Department of Public Health Sciences, University of North Carolina at Charlotte, Charlotte, North Carolina.
Department of Mathematics, University of Louisville, Louisville, Kentucky.
J Rural Health. 2020 Sep;36(4):591-601. doi: 10.1111/jrh.12486. Epub 2020 Jun 30.

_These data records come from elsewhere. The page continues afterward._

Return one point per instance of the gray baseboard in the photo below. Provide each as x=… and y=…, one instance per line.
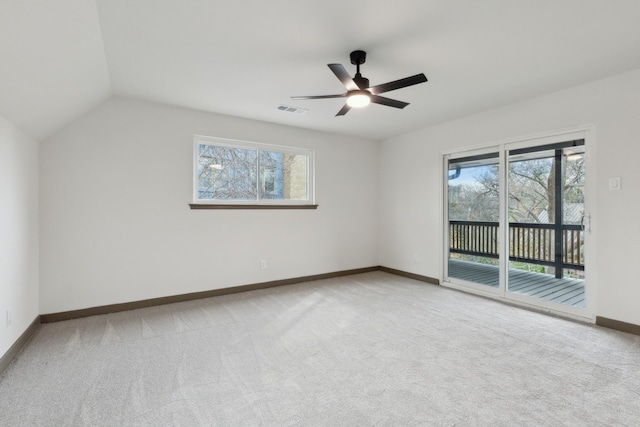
x=19, y=344
x=114, y=308
x=410, y=275
x=618, y=325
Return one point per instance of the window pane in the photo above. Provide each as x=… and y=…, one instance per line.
x=226, y=173
x=283, y=176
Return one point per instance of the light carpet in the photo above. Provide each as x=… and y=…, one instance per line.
x=369, y=349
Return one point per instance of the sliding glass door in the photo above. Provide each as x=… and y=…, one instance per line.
x=546, y=215
x=515, y=222
x=473, y=207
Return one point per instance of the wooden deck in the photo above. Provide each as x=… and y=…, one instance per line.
x=544, y=286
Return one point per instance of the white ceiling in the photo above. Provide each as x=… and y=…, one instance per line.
x=60, y=58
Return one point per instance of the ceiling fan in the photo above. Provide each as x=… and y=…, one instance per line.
x=359, y=94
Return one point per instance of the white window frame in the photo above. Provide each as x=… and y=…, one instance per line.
x=231, y=143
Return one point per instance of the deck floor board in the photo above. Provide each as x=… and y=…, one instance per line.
x=547, y=287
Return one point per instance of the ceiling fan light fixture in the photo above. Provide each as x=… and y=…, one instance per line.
x=359, y=99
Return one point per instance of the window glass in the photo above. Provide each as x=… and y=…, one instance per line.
x=250, y=172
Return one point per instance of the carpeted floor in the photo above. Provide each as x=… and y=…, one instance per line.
x=370, y=349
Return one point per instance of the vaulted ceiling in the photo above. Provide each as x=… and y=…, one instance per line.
x=59, y=59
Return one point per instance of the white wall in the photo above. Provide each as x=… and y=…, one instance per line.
x=18, y=232
x=410, y=191
x=116, y=225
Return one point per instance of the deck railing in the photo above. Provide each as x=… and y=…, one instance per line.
x=528, y=242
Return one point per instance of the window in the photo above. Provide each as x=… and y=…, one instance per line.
x=231, y=173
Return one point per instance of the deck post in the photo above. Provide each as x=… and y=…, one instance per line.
x=559, y=210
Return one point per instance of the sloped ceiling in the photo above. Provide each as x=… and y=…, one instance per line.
x=244, y=58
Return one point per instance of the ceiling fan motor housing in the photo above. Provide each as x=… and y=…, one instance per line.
x=358, y=57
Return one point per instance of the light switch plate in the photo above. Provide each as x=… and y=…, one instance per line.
x=614, y=183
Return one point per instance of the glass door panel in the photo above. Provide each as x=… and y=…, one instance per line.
x=473, y=206
x=545, y=212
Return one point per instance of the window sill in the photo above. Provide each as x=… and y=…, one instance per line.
x=239, y=206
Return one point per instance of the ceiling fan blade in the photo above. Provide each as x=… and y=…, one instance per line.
x=398, y=84
x=344, y=110
x=319, y=96
x=343, y=76
x=388, y=102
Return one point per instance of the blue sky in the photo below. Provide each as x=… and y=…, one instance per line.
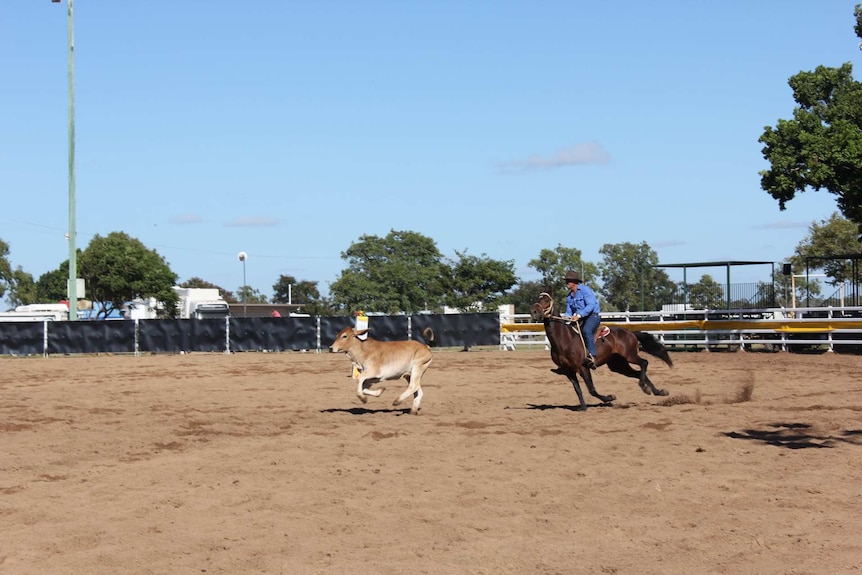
x=290, y=129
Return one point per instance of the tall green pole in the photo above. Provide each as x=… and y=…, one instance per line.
x=73, y=252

There are growing signs that the COVID-19 virus has started to spread to rural areas and can impact the rural health care system that is already stretched and lacks resources. To aid in the legislative decision process and proper channelizing of resources, we estimated and compared the county-level change in prevalence rates of COVID-19 by rural-urban status over 3 weeks. Additionally, we identified hotspots based on estimated prevalence rates.
We used crowdsourced data on COVID-19 and linked them to county-level demographics, smoking rates, and chronic diseases. We fitted a Bayesian hierarchical spatiotemporal model using the Markov Chain Monte Carlo algorithm in R-studio. We mapped the estimated prevalence rates using ArcGIS 10.8, and identified hotspots using Gettis-Ord local statistics.
In the rural counties, the mean prevalence of COVID-19 increased from 3.6 per 100,000 population to 43.6 per 100,000 within 3 weeks from April 3 to April 22, 2020. In the urban counties, the median prevalence of COVID-19 increased from 10.1 per 100,000 population to 107.6 per 100,000 within the same period. The COVID-19 adjusted prevalence rates in rural counties were substantially elevated in counties with higher black populations, smoking rates, and obesity rates. Counties with high rates of people aged 25-49 years had increased COVID-19 prevalence rates.
Our findings show a rapid spread of COVID-19 across urban and rural areas in 21 days. Studies based on quality data are needed to explain further the role of social determinants of health on COVID-19 prevalence.
有越来越多的迹象表明,新冠病毒已开始向农村地区传播,并可能影响已经捉襟见肘且资源匮乏的农村医疗保健系统。为了帮助立法决策过程和合理调配资源,我们估算并比较了 3 周内城乡新冠病毒流行率的县级变化。此外,我们还根据估计的流行率确定了热点地区。
我们使用了新冠病毒的众包数据,并将其与县级人口统计数据、吸烟率和慢性病联系起来。我们在 R-studio 中使用马尔可夫链蒙特卡罗算法拟合了贝叶斯分层时空模型。我们使用 ArcGIS 10.8 绘制了估计的流行率图,并使用 Gettis-Ord 局部统计量确定了热点地区。
在农村县,新冠病毒的平均流行率从 4 月 3 日至 4 月 22 日的 3 周内从每 10 万人 3.6 例上升至每 10 万人 43.6 例。在城市县,新冠病毒的中位数流行率从每 10 万人 10.1 例上升至同期的每 10 万人 107.6 例。在黑人人口比例较高、吸烟率和肥胖率较高的县,新冠病毒调整后的流行率显著升高。25-49 岁人群比例较高的县新冠病毒流行率也有所上升。
我们的研究结果表明,新冠病毒在 21 天内迅速在城乡地区传播。需要进行基于高质量数据的研究,以进一步解释社会健康决定因素在新冠病毒流行率中的作用。